By Claudia J. Gonzalez. This story was originally published by We’Ced Youth Media.
CHOWCHILLA, Calif. — My heart begins to pound as I enter the gym at the Central California Women’s Facility (CCWF) on the outskirts of Chowchilla, about 20 miles south of Merced. Within moments memories of my own time behind bars flood my mind.
I can’t help but wonder at my own sense of being so at home after so many years.
I’m here as a volunteer for a health fair co-organized by an advocacy organization and a group of CCWF prisoners. The facility is one of three female prisons in the state, and with a prisoner population of 3,123 is the largest female-only prison in the world.
Opened in 1990, CCWF has 2,004 beds, and is currently at 155 percent capacity. Twenty prisoners are currently on death row.
Niki Martinez, 38, has spent the past 20 years as at CCWF. Petite, her arms decorated with tattoos, she was sentenced as an adult for a crime she committed when she was only 17.
“I was young and I take responsibility for my crime,” said Martinez, who is serving a sentence of 45 years to life. “But [now] my goal is to help other girls avoid ending up in my situation.”
Martinez joined with fellow prisoner Elizabeth Lozano, 40, to form the Juvenile Offenders Committee (JOC) several years ago, which provides a support system for women at CCWF who were sentenced as adults when they were juveniles.
A 2010 study by the UCLA School of Law Juvenile Justice Project found that 66 percent of youth sentenced as adults develop mental illnesses. Forty-three percent were found to have three or more psychiatric disorders.
JOC currently has some 130 members. The group provides workshops on issues like substance abuse, trauma education and assistance with preparing for parole hearings.
In June, JOC partnered with the San Francisco-based organization California Coalition for Women Prisoners (CCWP) and Centerforce, which is headquartered in San Quentin and has been providing health and family services to incarcerated populations for the past 30 years, to host the 2015 Health and Wellness Fair. CCWP advocates for women, transgender people, and communities of color impacted by incarceration, and its membership encompasses both incarcerated women and activists.
Nearly 1,000 women gathered in the prison gym on the day of the event, which featured informational booths on substance abuse, transgender support, disability services and trauma. There were also a variety of activities like exercise challenges and live performances.
Martinez says events like this are crucial, not only because they identify available resources, but also because they help build morale among the prisoners and encourage them to support each other.
Sara Kershnar is a coalition member. She says the fair was “organized with the goal of giving people tools that they can use to take care of themselves and each other.” She adds that groups like CCWP are working to “build power in a place where you are humiliated, blamed, and shamed on a constant basis.”
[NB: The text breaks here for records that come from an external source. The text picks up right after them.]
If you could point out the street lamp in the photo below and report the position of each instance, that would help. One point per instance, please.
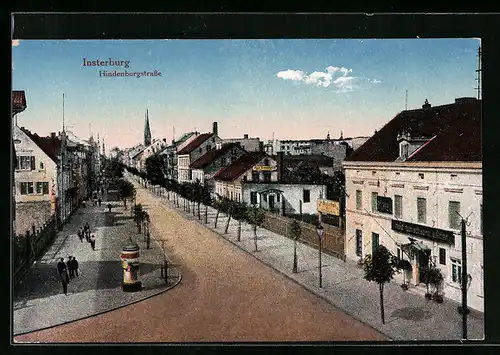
(320, 231)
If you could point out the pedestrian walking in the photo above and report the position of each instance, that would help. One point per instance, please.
(69, 265)
(75, 266)
(63, 274)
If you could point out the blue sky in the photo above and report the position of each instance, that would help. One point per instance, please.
(294, 88)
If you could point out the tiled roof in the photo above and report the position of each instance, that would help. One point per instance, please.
(194, 144)
(18, 101)
(50, 146)
(213, 154)
(240, 166)
(456, 127)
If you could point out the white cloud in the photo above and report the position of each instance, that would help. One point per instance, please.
(337, 77)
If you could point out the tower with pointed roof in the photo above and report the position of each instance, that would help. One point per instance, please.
(147, 131)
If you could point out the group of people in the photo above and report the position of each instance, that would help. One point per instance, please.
(84, 232)
(67, 271)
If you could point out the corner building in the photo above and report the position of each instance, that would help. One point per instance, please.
(407, 187)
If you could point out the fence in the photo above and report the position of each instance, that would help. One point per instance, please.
(27, 248)
(333, 237)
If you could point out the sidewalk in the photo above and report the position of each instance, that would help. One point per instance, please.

Recent reports do in fact paint a grim picture of life inside California’s women’s prisons.
In 2013 the Center for Investigative Reporting published a report that found that between 2006 and 2010, 148 women prisoners had been sterilized without consent in California. Prisoner rights advocates called the practice a form of eugenics.
That same year a Health Care Evaluation of the Chowchilla prison by medical experts took note of the “overcrowding, insufficient health care staffing and inadequate medical bed space” available at the prison. The report’s authors attributed at least one prisoner death in 2013 to complications brought on by subpar care.
Such concerns are what drew Lamercie Saint-Hilaire to participate in the fair.
A practicing physician in San Francisco, Saint-Hilaire spent the afternoon answering medical questions and providing medical information to attendees. She says many of the questions were about health care for relatives on the outside.
“It’s amazing that even when dealing with the daily struggle of surviving prison, they still prioritized their family’s needs before their own,” recalls Saint-Hilaire, who says the trip to Chowchilla offered her an opportunity to help women in need of care, and to gain insight into health care inside the prison system.
“This experience showed me their humanity … I left the event with a great sense of humility,” she said.
I shared that same sense of humility, having spent the day listening to the stories of women whose narratives sounded so much like my own. I was at turns amazed and inspired at how many of them were eager to help others and try to give back to their communities from the inside.
As the fair was wrapping up an elderly prisoner approached. “I am so happy to see you here,” she said. “It makes me feel like somebody cares about us.”
I reflected on my own time behind bars, and how I could be where she is now had I not been given a second chance.
“We do care about you,” I replied. “Never forget that.”